Like most avid readers, I'm a sucker for series. The opportunity to spend more time in a world we love, with the characters we love, and the chance to delay the inevitable goodbye we all must bid stories in the end brings out the literary glutton in the best of us. That's why reading Two Dark Reigns, the third book of the Three Dark Crowns series was a given. I was hopefully trepidatious...or was it trepidatiously hopeful...that this entry would live up to its predecessors. *Spoiler Alert* It does. By the way, if you're reading this and you haven't yet read Three Dark Crowns and One Dark Throne, you deserve to get spoiled.

Rather than picking up where we left, instead Kendare Blake sends us back 400 years to when the Blue Queen was born to a War Queen who was as badass as her moniker suggests:

Philomene...smiled.'It is like a War Queen to bleed so much. But I still think I will die of this.'

We learn that a Blue Queen is fourth born following the series' historically titular triplets, and that the other three must be immediately killed (including the Oracle Queen, who is always drowned at birth), as there is no competition for the crown of a Blue Queen. I know, pretty harsh.

From there we join Arsinoe and Mirabella, who have been living on the mainland with Billy since their narrow escape months earlier. Their gifts have all but faded away since they left the island and rather than the revered queens they once were regarded as, they are viewed as odd misfits, unaccustomed with the culture and with no land or wealth to their names. We witness Katherine's rule, where the death of her King Consort, whom she accidentally poisoned when consummating their marriage, is covered up, and we learn that Jules has been hiding among the War-gifted since taking a stand against Katherine and revealing that she is Legion Cursed.

The true essence of the book becomes apparent quite quickly, without chapters of filler and over-exposition: Arsinoe is plagued by dreams of queens from long ago that urge her to return to the island for answers; Katherine's reign is disrupted by the abnormal (and homicidal) actions of the mist that had previously offered only protection to the island and its people; and Jules is chosen for a higher purpose by the people who take umbrage with yet another Poisoner Queen.

This is where I’ll leave the remainder of the story to the author and share the Good and the Bad of Two Dark Reigns.

The Good:

-Arsinoe and Mirabella's Relationship
Maybe it's because I'm the youngest of four, but nothing in this book­—or entire series—warms my wary heart more than the love Mirabella has for Arsinoe.
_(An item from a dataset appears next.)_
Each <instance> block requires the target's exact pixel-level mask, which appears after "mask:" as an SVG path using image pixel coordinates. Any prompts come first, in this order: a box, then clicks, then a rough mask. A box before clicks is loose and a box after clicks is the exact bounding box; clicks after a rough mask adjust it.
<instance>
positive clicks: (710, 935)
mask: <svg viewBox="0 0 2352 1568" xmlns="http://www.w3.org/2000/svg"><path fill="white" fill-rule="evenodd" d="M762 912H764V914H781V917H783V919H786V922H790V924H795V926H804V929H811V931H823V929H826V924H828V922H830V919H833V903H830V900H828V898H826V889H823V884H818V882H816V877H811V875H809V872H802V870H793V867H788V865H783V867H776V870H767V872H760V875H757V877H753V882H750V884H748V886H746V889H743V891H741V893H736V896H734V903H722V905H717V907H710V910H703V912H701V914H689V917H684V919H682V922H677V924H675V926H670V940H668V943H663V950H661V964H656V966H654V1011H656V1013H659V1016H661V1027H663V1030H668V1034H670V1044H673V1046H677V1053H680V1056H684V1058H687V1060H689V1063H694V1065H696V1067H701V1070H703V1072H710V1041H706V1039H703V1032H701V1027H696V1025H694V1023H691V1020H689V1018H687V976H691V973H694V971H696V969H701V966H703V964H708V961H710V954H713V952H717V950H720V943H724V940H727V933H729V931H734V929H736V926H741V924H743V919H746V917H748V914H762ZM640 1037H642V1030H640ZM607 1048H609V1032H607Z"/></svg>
The things she is willing to endure and relinquish to stay with her "little sister" and keep her safe and sound is better than any of the love stories in the series. She once felt that way for Katherine, and I'm hopeful that maybe she will again.

-Katherine's Rule
I was the first person to be dubious of Katherine's intentions as Queen, and I was pleasantly surprised. At the end of Thrones, Katherine was all but dead inside, with poisonous thoughts and a cold heart, but that seems to have changed. She still has the Dead Queens within her, clawing at her very psyche for the chance to quench their thirst for bloodlust and revenge, but she recognizes this and does her best to keep them at bay for the sake of a harmonious reign and happy kingdom. So much so that I legitimately feel badly for her that the mist is causing such chaos and turning her people against her.
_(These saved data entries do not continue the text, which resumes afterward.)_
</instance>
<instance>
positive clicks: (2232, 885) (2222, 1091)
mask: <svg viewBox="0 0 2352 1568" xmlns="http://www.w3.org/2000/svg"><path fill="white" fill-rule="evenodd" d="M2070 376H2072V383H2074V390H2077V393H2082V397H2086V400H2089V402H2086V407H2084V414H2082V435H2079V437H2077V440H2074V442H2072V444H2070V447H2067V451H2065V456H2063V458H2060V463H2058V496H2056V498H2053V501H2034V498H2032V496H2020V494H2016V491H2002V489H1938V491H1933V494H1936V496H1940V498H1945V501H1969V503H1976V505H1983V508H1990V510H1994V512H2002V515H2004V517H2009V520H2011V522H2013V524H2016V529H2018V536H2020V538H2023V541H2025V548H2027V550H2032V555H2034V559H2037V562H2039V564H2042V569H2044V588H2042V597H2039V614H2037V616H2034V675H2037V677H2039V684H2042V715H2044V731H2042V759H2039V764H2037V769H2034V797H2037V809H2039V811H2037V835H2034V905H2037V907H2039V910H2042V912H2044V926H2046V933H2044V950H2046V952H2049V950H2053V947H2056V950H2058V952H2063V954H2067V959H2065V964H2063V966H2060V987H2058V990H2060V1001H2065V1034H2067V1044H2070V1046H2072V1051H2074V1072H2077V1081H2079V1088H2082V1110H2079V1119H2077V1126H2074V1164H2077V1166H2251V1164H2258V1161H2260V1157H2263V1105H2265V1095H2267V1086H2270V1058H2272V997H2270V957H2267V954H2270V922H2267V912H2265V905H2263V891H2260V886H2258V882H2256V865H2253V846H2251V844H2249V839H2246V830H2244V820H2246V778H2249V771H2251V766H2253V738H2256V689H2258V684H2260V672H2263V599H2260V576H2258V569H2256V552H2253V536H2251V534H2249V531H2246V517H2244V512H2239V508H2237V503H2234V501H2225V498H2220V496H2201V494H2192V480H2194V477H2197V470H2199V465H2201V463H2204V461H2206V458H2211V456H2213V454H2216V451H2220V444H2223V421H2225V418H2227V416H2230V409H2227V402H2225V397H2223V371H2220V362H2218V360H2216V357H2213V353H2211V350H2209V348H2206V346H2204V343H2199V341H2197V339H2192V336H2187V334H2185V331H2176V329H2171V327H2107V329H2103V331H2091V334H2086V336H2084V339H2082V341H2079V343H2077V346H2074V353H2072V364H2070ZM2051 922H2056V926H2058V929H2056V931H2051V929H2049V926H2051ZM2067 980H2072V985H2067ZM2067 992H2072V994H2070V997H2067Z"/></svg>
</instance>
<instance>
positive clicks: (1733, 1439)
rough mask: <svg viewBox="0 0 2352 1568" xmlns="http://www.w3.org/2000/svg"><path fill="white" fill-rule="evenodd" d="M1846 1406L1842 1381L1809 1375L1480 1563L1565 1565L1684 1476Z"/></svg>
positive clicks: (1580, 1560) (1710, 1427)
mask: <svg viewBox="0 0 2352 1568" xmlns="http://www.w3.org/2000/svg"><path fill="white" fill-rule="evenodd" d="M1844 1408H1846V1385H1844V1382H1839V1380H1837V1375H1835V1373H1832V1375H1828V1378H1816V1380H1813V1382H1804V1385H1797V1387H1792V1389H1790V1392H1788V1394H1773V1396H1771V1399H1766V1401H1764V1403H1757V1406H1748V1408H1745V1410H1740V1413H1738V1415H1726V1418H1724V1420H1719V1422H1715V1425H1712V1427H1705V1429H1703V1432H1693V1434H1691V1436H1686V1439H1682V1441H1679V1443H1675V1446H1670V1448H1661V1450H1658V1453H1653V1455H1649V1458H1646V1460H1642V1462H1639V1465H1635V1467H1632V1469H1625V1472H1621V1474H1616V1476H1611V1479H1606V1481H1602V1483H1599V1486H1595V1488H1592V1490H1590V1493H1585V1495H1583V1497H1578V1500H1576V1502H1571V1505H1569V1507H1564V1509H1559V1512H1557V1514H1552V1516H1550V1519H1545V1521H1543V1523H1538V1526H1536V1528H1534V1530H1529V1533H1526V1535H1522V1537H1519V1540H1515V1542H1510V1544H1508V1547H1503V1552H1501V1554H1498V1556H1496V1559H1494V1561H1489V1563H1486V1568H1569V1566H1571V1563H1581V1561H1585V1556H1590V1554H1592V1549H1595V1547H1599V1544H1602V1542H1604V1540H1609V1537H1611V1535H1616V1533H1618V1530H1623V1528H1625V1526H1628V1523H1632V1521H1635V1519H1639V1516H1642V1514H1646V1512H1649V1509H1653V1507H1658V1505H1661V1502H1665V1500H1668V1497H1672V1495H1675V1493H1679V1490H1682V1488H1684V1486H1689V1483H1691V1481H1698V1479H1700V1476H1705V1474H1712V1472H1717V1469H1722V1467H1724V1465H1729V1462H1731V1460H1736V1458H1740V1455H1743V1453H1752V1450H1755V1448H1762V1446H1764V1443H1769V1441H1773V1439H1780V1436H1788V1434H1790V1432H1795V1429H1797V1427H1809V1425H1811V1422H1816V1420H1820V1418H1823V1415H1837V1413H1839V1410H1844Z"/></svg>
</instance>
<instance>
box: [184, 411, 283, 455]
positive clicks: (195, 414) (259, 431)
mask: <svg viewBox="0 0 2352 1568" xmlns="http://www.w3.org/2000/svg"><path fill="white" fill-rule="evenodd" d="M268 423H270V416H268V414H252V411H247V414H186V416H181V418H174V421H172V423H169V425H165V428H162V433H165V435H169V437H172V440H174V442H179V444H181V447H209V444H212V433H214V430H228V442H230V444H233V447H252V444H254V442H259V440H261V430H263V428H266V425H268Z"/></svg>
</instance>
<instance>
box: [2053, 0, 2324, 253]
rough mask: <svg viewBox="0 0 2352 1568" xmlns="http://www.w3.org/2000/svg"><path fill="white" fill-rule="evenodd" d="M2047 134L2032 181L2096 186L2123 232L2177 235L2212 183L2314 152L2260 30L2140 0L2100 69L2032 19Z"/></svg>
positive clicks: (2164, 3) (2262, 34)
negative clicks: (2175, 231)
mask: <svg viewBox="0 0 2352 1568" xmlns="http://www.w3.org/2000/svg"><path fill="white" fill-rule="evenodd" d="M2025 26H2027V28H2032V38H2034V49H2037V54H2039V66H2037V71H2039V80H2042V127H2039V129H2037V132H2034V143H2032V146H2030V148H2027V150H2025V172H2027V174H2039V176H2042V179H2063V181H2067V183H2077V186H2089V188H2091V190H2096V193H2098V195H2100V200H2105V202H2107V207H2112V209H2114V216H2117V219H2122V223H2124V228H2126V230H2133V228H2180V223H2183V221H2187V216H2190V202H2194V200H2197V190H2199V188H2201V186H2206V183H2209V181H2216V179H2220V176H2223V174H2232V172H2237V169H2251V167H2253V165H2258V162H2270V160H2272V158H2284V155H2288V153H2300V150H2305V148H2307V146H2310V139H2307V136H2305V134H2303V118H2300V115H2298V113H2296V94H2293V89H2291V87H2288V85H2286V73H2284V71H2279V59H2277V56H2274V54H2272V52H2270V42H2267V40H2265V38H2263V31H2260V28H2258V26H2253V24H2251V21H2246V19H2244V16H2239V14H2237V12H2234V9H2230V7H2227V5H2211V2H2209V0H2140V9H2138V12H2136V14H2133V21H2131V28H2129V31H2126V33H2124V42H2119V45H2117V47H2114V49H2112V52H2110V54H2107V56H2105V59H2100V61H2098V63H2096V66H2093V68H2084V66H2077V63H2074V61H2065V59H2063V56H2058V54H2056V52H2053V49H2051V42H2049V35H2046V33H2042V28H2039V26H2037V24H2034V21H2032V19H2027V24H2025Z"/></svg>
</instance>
-The Expansion of the Universe
We got to know the Poisoners, Elementals, and Naturalists well in the first two books, but now we have the opportunity to explore the War-gifted and, to a lesser effect, the Sight-gifted, as well as the completely oblivious mainlanders. I really enjoy this universe and am hungry for any new morsels that expand it even further and flush out the areas we've only read about in passing. I hope this continues in the next book.

The Bad:

-The "Twist"
I use that word lightly and in quotations because I cannot fathom how we were not meant to see the big reveal of whom and what Arsinoe was dreaming about coming. It was obvious to me within five paragraphs where this plot was going and I felt a bit disappointed that there wasn't a greater truth hiding in plain sight.

-Madrigal...Again
I already dragged Madrigal enough in my One Dark Throne review, but I couldn't leave her out of this "bad". I can only hope it is Blake's intention that we despise this woman, though that wouldn't account for the concern we're meant to have when her life in endangered. When it comes to Madrigal, Katherine says it best, "She is so lovely, but of so little substance."

TL;DR: If you've already read Three Dark Crowns and One Dark Throne, there's plenty more fantasy, drama, action, heartbreak, joy, and intrigue where that came from in Two Dark Reigns. If you haven't read either, you may as well join the Oracle Queens.